Estando de acuerdo con la noción básica -tan simple como lo de que todo es relativo: menos en lo ético, pero ésta es otra historia- de que el tiempo se acorta con la edad, disiento simpáticamente de mi entrañable Punset. Únicamente puedo hablar de mí, pero estoy segura de que muchos de ustedes se mostrarán de acuerdo conmigo en que, cuanto repetitivo y más hecho a la usanza se desenvuelve nuestro vivir, más largos se nos hacen los días. Eso al margen, claro, de que a partir de cierta edad -los 50, los 60 sobre todo, los 70 ya ni os cuento-, el tiempo nos parece -y lo es- espantosamente breve, básicamente porque la mayor parte del que tenemos por detrás lo hemos utilizado aprendiendo a vivir, con el consiguiente desgaste personal y el desperdicio de no haber sabido que eso -escoñarnos en todos los sentidos y sacar enseñanzas de ello, luchar por un poco de felicidad, de realización o de supervivencia-, eso, precisamente, era todo.
Lo que acorta nuestros días más allá de la forma en que el tiempo se escurre en términos objetivos es saber que no tendremos ni salud ni tiempo para aplicar aquello que aprendimos. Y lo que lo convierte en fugaz, pero tedioso, a veces incluso insoportable, es la repetición de las rutinas. Al menos, a mí eso me ocurre.

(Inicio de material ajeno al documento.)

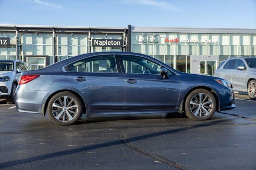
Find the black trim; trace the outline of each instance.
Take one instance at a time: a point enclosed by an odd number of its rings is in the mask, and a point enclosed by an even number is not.
[[[50,56],[49,55],[24,55],[24,62],[27,63],[27,57],[44,57],[45,58],[45,67],[50,65]]]
[[[132,25],[128,25],[128,51],[132,52]]]

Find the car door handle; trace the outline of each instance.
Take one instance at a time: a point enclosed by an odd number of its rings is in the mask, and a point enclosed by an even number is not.
[[[128,80],[125,80],[125,82],[130,84],[133,84],[137,83],[137,80],[134,79],[129,79]]]
[[[74,79],[75,80],[77,80],[78,81],[84,81],[86,80],[86,78],[82,77],[78,77],[74,78]]]

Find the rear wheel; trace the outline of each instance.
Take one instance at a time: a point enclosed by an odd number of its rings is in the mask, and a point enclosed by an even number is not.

Y cuando consigo dar un vuelco a mi vida, reinventarme, osar, arriesgarme, cuando mando a tomar viento la silla en que debería aguardar sentada y decido ir al encuentro de lo que sea que quede por venir, es entonces cuando siento el tiempo pleno. ¿Corto? Desde luego. Pero pleno. No algo que sólo se puede rumiar, algo que jugamos a matar.
Pero qué interesante fue el programa y cuántas preguntas suscitaba. Bienvenido, pues, en la nueva temporada, Eduard Punset y a sus puertas abiertas en las Redes. Verle desde Beirut, donde todo es volátil, nunca se convertirá en rutina. Es sólo una sana costumbre.